In an effort to evaluate possible remedies to the area’s Cr6 problem, the Council approved a joint effort with the Beaumont-Cherry Valley Water District to determinate the concentration of Cr6 at various depths in two wells . If the Cr6 is found to be coming from specific depths in the well, then those areas of the well could be sealed. This is a possibility worth pursuing, considering the cost of other methods of Cr6 removal .

The consultant then presented the cost of a water recycling plant. Such a plant has been considered for the last 10 years, but bonds funds available for this project were spent in the past on other items. Currently, this plant is estimated to cost $20 million, also to be paid for by bonds. The wastewater fee increase to pay for these bonds is also staggering. Clearly, the Council will revisit these problems often.

At a workshop on how to improve our city. many suggestions were made, largely based on the input from the town Hall meetings held during the past year. Heading the list are maintaining and encouraging current Banning business, developing new business activity, and developing economic activity to provide jobs for Banning residents.

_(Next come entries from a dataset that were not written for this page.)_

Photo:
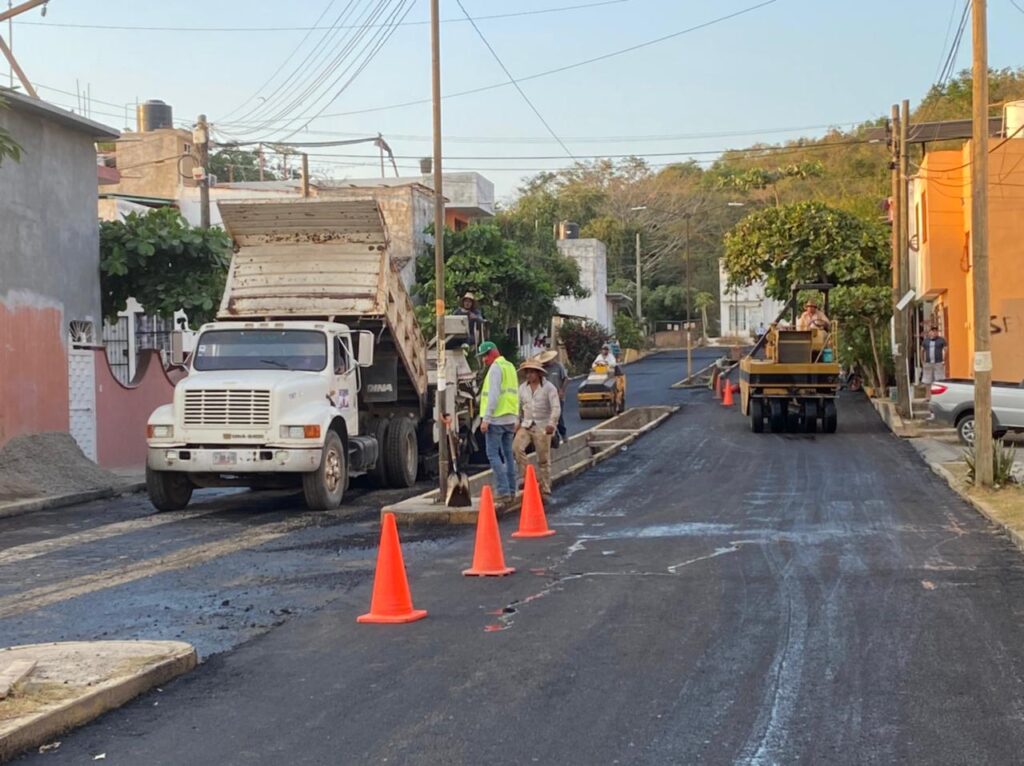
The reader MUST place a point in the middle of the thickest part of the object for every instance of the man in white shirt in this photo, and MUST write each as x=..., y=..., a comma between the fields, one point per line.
x=539, y=411
x=605, y=357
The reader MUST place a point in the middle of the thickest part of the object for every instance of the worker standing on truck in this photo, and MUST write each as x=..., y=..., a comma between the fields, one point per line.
x=539, y=411
x=812, y=316
x=500, y=408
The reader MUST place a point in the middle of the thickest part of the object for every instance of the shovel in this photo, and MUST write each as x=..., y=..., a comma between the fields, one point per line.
x=458, y=483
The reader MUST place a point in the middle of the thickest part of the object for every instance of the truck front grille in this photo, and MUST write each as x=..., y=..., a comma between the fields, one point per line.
x=227, y=408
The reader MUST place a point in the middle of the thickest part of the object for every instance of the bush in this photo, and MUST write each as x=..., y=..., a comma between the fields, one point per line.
x=583, y=340
x=628, y=332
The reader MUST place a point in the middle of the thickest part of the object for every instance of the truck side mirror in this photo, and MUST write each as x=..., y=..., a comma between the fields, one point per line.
x=366, y=349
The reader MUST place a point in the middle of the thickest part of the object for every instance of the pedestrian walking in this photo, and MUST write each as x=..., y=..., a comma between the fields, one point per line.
x=539, y=411
x=933, y=358
x=500, y=407
x=559, y=378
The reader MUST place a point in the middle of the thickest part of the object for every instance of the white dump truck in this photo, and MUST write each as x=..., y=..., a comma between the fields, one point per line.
x=315, y=370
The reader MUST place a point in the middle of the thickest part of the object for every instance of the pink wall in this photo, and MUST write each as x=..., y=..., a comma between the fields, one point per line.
x=122, y=412
x=33, y=371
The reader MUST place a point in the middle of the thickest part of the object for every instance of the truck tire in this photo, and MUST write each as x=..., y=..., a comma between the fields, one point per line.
x=169, y=491
x=829, y=417
x=757, y=415
x=325, y=487
x=401, y=453
x=378, y=474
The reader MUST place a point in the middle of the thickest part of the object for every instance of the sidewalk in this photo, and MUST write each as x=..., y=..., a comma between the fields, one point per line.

Currently, Banning has $30 million in Water bonds and $35 million in Electric bonds outstanding. Interest rates are at historic lows, and our Interim Administrative Services Director Dean Martin presented a plan to issue new bonds at this lower interest rate to pay off these higher interest rate older bonds. This will save about $11 million in interest over the life of the bonds. No new bonds will be issued unless this lowering of interest rates can be effected.

Several pieces of property formerly owned by Mr. Matheson were donated to, and accepted, by the city. These are all in the downtown area, and include the land on which the landmark Matheson Department store was located.

The contract with Artistic Maintenance to provide service to the Banning Landscape Maintenance District was renewed for another year at the current rate. No change in fee is therefore required.

Payment of the severance packages specified in the contracts of former City Manager Takata and Public Works Director Burke were approved. Mr. Burke also received back vacation and sick pay to which he was entitled. No other payments were made by the city, and the payment to Mr. Takata was the same as that offered at the end of his employment. The insurance company provided additional amounts equivalent to their attorney fees. This settled their lawsuits against the city.

Our city had a lawsuit filed for failure to satisfy the Americans with Disabilities Act requirements for Lyons Park. The Council approved the transfer of approximately $262,000 from other park funds to satisfy these requirements as per the settlement requirements of the lawsuit.

The Council voted to have Dean Martin, our Interim Administrative Services Director as interim City Manager.